A newly discovered piece of Android malware carries out a litany of malicious activities, including showing an almost unending series of ads, participating in distributed denial-of-service attacks, sending text messages to any number, and silently subscribing to paid services.
Its biggest offense: a surreptitious cryptocurrency miner that's so aggressive it can physically damage an infected phone.
Trojan.AndroidOS.Loapi is hidden inside apps distributed through third-party markets, browser ads, and SMS-based spam. Researchers from antivirus provider Kaspersky Lab have dubbed it a "jack of all trades" to emphasize the breadth of nefarious things it can do. Most notably, Loapi apps contain a module that mines Monero, a newer type of digital currency that's less resource intensive than Bitcoin and most other cryptocurrencies. The module allows the malware creators to generate new coins by leaching the electricity and hardware of infected phone owners.
But the lower demands of Monero mining by no means stop Loapi from straining infected phones. Kaspersky Lab researchers tested Loapi in a lab setting. After two days, the mining caused the battery in the phone to bulge so badly it deformed the cover. The researchers provided the pictures above as evidence.
Drive-by currency mining on the rise
Over the past few months, a surge of sites and apps have been caught draining people's CPUs and electricity as they run resource-intensive cryptocurrency mining code. In a handful of cases, the apps or sites disclose what's happening, throttle down the mining, and ask users to participate as a form of payment. In the vast majority of cases, however, the mining is only discovered when users open monitors that track all processes or apps running on a device.
On Tuesday, officials at AV provider Sophos formally labeled all cryptocurrency mining without user consent as parasitic.

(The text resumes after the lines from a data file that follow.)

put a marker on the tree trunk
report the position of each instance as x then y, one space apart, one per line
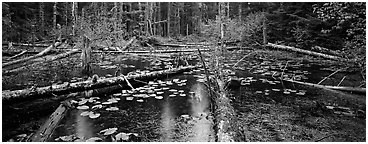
32 57
54 16
168 19
264 30
240 11
86 55
46 130
42 18
73 18
304 51
35 93
347 89
59 56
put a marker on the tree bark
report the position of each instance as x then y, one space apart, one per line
42 18
32 57
168 18
35 93
17 55
304 51
46 130
54 16
347 89
59 56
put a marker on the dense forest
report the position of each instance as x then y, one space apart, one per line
184 71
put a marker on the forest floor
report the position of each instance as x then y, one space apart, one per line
266 108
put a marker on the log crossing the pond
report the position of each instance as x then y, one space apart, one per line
39 92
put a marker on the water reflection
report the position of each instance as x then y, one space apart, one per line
167 121
84 126
200 108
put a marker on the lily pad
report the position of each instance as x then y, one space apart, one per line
122 136
109 131
97 106
159 97
93 139
112 109
86 113
94 115
83 107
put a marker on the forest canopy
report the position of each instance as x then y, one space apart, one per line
336 26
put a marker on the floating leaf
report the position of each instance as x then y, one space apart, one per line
159 97
173 90
122 136
107 103
258 92
86 113
97 107
83 101
112 109
109 131
94 115
93 139
83 107
68 138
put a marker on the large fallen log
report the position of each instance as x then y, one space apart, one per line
304 51
347 89
126 46
30 45
46 130
32 57
59 56
34 93
17 55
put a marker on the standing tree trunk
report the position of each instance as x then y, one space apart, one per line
66 14
264 30
42 18
168 19
73 18
86 55
240 11
54 16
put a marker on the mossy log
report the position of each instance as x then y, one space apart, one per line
39 92
32 57
304 51
59 56
45 131
341 88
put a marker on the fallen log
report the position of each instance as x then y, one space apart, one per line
30 45
38 92
59 56
17 55
347 89
304 51
125 47
46 130
32 57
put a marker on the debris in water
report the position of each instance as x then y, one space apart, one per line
109 131
84 107
112 109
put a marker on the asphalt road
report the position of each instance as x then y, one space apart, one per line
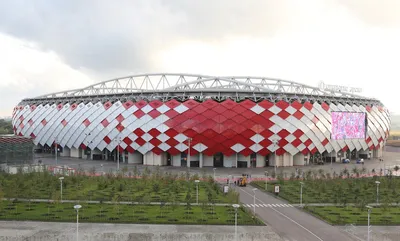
290 222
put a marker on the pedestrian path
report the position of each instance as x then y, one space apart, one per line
262 205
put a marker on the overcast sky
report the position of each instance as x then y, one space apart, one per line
54 45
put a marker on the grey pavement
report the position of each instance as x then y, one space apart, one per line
291 223
46 231
391 158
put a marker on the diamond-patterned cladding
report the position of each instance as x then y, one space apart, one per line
228 127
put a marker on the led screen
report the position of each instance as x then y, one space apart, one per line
348 125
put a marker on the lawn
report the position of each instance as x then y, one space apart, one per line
113 213
150 187
356 216
337 190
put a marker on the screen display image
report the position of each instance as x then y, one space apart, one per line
348 125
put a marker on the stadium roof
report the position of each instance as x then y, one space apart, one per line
184 86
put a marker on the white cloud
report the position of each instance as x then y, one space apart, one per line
324 42
27 71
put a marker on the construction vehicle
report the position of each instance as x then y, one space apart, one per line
243 181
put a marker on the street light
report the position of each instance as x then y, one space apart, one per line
236 206
369 227
377 192
61 179
77 207
56 149
275 142
266 180
197 191
254 201
118 140
301 193
188 164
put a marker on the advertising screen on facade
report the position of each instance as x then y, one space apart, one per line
348 125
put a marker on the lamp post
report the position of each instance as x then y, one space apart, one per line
254 201
56 149
275 142
188 159
301 194
61 179
236 206
197 191
377 192
77 207
266 180
118 140
369 227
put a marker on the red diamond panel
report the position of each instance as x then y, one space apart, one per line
155 142
140 104
127 140
265 104
139 113
120 127
128 104
298 115
155 103
86 122
283 133
229 104
172 142
154 113
325 106
172 103
130 149
120 118
308 105
154 132
139 132
107 140
296 105
140 141
283 114
105 123
296 142
282 104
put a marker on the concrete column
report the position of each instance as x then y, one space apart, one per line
200 159
176 160
66 152
260 161
135 158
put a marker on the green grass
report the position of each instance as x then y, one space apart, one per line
339 191
152 187
356 216
104 213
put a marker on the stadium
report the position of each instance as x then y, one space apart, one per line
200 121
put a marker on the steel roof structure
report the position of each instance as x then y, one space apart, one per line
165 86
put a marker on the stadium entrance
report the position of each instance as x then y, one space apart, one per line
218 160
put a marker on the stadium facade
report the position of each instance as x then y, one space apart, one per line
158 119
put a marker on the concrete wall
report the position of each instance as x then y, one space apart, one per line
229 161
76 152
152 159
66 152
208 161
260 161
298 159
135 158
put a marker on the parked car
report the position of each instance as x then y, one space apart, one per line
360 161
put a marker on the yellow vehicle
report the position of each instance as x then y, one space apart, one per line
243 181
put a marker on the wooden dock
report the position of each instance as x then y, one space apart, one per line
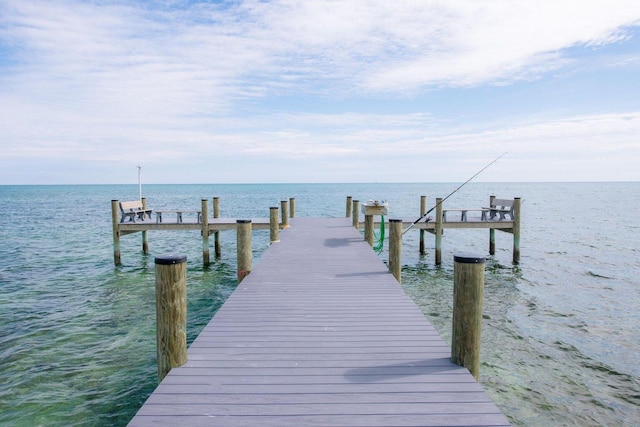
320 333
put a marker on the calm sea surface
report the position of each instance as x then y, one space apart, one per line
561 335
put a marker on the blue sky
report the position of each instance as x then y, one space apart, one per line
318 91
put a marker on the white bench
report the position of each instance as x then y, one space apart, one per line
501 208
463 213
178 213
133 210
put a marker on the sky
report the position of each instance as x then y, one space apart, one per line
299 91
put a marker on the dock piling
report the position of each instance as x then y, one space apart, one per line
468 289
292 207
517 202
216 235
243 227
423 211
171 312
274 229
438 231
284 207
395 248
145 240
368 229
205 232
355 214
116 232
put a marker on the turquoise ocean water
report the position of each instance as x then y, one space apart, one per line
560 338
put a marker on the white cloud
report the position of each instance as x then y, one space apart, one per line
124 81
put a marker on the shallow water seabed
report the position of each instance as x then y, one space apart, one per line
77 335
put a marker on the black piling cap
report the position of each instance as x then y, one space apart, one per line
468 259
170 259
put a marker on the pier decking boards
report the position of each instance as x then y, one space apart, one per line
321 334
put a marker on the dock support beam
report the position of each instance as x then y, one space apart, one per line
292 207
355 214
274 228
517 202
395 248
115 220
171 312
245 263
205 232
216 236
438 231
145 240
423 210
368 229
468 289
492 232
284 207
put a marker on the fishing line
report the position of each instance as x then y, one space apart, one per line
454 191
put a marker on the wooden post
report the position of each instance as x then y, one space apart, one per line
205 232
438 231
423 210
243 227
216 236
115 220
145 241
492 232
171 312
395 248
368 229
292 207
355 214
517 205
468 288
273 225
284 205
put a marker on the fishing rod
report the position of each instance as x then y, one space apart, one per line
454 191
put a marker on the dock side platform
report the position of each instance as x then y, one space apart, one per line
319 334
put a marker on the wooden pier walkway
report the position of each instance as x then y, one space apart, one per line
319 334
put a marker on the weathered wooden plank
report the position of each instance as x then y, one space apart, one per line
317 398
351 420
319 333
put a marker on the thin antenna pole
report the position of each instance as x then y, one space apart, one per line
451 194
139 181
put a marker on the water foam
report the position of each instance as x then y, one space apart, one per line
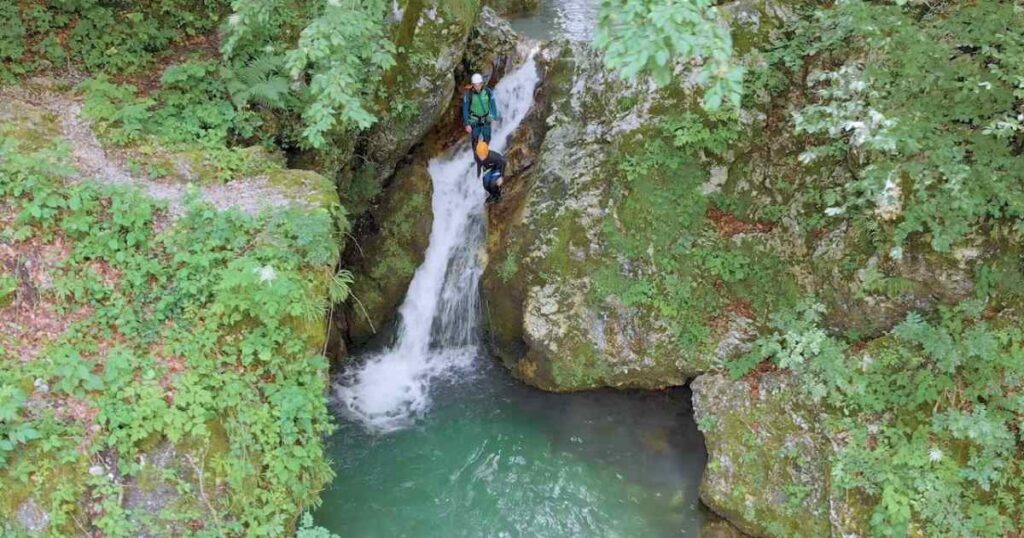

Loapi is a nuisance in other ways that go beyond covert coin mining. It sends an unending barrage of prompts for users to assign it administrator permissions. Once granted permission, Loapi makes it hard for victims to install security apps that can help disinfect the phone. It can subscribe a phone to costly premium services and even covertly send codes in SMS messages to confirm the request. It allows attackers to use infected phones as foot soldiers in DDoS attacks. And it displays a constant stream of ads. There are no indications Loapi apps have ever been available through Google Play.
"We've never seen such a 'jack of all trades' before," Kaspersky Lab researchers wrote. Later in the post, they added: "The only thing missing is user espionage, but the modular architecture of this Trojan means it's possible to add this sort of functionality at any time."